I’m struggling with this concept right now with Invisibles, the sequel to Being Human.  In the first draft, the story is written in third person, but with a lens more focussed on Bean.  Since the first story was written from Alek’s perspective, several readers suggested - nay, demanded! - that the sequel must take place from Bean’s point of view.  I’m having trouble with this idea, first, because even though I know Bean, I’m not sure I know her writing style yet.  There is a journal entry that Alek reads in Being Human that gives us an idea of her writing, but I’m torn.  I don’t know that she would describe nearly as much as the present narrator does.  If I write from Bean’s viewpoint, I am limited to what she sees and experiences, and there are definitely written scenes that don’t include her.  Right now I feel that there is too much "me" in the writing for it to be from Bean's viewpoint. 

 

Do I rewrite those scenes as Alek recounting what happened that she missed?

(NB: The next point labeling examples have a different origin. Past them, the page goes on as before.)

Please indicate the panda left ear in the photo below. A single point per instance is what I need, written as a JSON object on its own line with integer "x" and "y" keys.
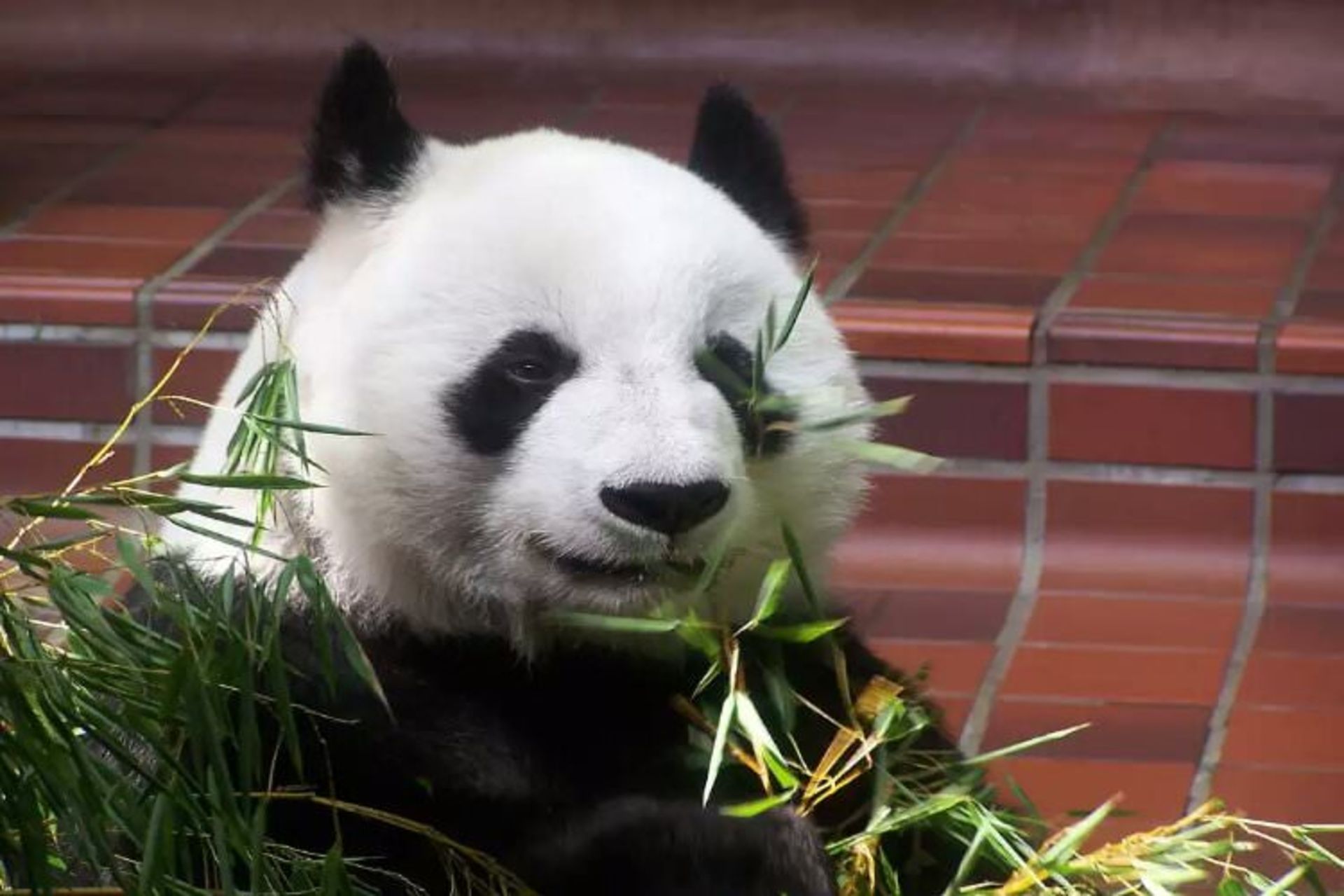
{"x": 737, "y": 150}
{"x": 360, "y": 148}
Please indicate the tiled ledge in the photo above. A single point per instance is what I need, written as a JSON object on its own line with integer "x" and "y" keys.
{"x": 1124, "y": 328}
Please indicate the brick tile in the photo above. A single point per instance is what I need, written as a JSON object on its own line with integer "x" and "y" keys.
{"x": 1234, "y": 188}
{"x": 1276, "y": 794}
{"x": 30, "y": 466}
{"x": 955, "y": 286}
{"x": 1307, "y": 551}
{"x": 65, "y": 382}
{"x": 35, "y": 131}
{"x": 239, "y": 143}
{"x": 209, "y": 184}
{"x": 1135, "y": 675}
{"x": 1304, "y": 739}
{"x": 936, "y": 332}
{"x": 910, "y": 250}
{"x": 1126, "y": 732}
{"x": 846, "y": 133}
{"x": 166, "y": 456}
{"x": 1322, "y": 302}
{"x": 201, "y": 375}
{"x": 1151, "y": 793}
{"x": 1149, "y": 425}
{"x": 1276, "y": 140}
{"x": 1015, "y": 137}
{"x": 1176, "y": 296}
{"x": 246, "y": 262}
{"x": 1307, "y": 433}
{"x": 846, "y": 216}
{"x": 1014, "y": 204}
{"x": 1140, "y": 622}
{"x": 1167, "y": 340}
{"x": 1303, "y": 630}
{"x": 835, "y": 248}
{"x": 1288, "y": 680}
{"x": 102, "y": 96}
{"x": 645, "y": 127}
{"x": 182, "y": 227}
{"x": 67, "y": 300}
{"x": 85, "y": 258}
{"x": 956, "y": 418}
{"x": 1328, "y": 267}
{"x": 882, "y": 186}
{"x": 188, "y": 301}
{"x": 1194, "y": 246}
{"x": 276, "y": 229}
{"x": 936, "y": 532}
{"x": 1310, "y": 347}
{"x": 932, "y": 615}
{"x": 1147, "y": 539}
{"x": 955, "y": 668}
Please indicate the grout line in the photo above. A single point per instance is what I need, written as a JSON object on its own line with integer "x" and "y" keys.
{"x": 116, "y": 155}
{"x": 144, "y": 374}
{"x": 88, "y": 431}
{"x": 1262, "y": 519}
{"x": 1038, "y": 465}
{"x": 1175, "y": 378}
{"x": 913, "y": 195}
{"x": 62, "y": 192}
{"x": 1069, "y": 284}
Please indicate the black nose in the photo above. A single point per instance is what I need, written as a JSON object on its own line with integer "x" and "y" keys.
{"x": 670, "y": 510}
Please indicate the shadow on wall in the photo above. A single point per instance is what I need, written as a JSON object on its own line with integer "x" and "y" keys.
{"x": 1210, "y": 54}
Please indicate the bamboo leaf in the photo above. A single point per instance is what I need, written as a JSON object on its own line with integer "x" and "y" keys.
{"x": 757, "y": 806}
{"x": 895, "y": 457}
{"x": 803, "y": 631}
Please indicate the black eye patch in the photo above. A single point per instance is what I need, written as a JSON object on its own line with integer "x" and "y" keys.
{"x": 492, "y": 406}
{"x": 726, "y": 365}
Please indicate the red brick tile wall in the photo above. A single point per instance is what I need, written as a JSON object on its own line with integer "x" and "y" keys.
{"x": 1124, "y": 330}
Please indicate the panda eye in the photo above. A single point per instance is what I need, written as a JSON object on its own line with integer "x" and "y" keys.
{"x": 531, "y": 371}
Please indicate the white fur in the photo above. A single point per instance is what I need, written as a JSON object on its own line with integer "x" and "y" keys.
{"x": 626, "y": 258}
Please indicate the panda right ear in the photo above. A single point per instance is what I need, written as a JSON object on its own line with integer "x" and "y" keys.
{"x": 360, "y": 148}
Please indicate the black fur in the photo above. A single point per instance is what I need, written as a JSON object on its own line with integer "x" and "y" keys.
{"x": 360, "y": 146}
{"x": 491, "y": 407}
{"x": 736, "y": 150}
{"x": 732, "y": 375}
{"x": 570, "y": 770}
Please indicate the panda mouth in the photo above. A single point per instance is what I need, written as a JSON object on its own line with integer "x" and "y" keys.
{"x": 636, "y": 574}
{"x": 589, "y": 567}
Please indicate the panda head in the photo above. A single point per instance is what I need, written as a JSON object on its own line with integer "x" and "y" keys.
{"x": 524, "y": 326}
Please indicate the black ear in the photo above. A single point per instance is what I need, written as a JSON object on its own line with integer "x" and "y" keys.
{"x": 360, "y": 147}
{"x": 736, "y": 150}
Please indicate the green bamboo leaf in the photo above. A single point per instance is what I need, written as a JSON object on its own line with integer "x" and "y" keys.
{"x": 796, "y": 309}
{"x": 757, "y": 806}
{"x": 1073, "y": 837}
{"x": 894, "y": 456}
{"x": 803, "y": 631}
{"x": 248, "y": 481}
{"x": 772, "y": 590}
{"x": 721, "y": 734}
{"x": 891, "y": 407}
{"x": 980, "y": 760}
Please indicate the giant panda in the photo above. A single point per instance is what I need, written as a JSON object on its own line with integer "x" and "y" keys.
{"x": 517, "y": 323}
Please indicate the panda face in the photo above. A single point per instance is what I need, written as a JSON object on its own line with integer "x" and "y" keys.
{"x": 523, "y": 324}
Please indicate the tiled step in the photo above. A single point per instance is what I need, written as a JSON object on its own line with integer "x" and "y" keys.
{"x": 1126, "y": 331}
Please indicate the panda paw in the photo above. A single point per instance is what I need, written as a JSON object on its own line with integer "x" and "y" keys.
{"x": 654, "y": 848}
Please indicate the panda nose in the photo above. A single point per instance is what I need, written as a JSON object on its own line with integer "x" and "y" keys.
{"x": 666, "y": 508}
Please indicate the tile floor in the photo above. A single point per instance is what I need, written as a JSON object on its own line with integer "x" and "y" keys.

Do I keep them separate and in the third person omniscient?  Do I cheat, and write some chapters from a different point of view? And is that really cheating? There are so many stories now that go back and forth between characters, first visiting the mind of one in one chapter, and then another in the next.  

 

Whose story is it to tell? 

 

There is a very interesting chapter in a book about fiction writing that my good friend Alana gave me.  I remember the author showing from examples of classic writers' works that even when a writer is telling a story from a single character's perspective, there is almost a double voice in which the narrator's voice bleeds into the character.  It's inevitable, but it can also be very effective.  

 

I think I need to go back and reread that chapter. Ugh.

 

I look back on some of my writing and I definitely use voice differently depending on who is supposedly narrating the story.  I'm stuck.  I'm afraid to look at the draft.  It's printed out and sitting here beside me, but I'm terrified at the thought of actually taking it out of my bag and getting to work on it. 

 

Hmmm. . . so much for addicted to editing.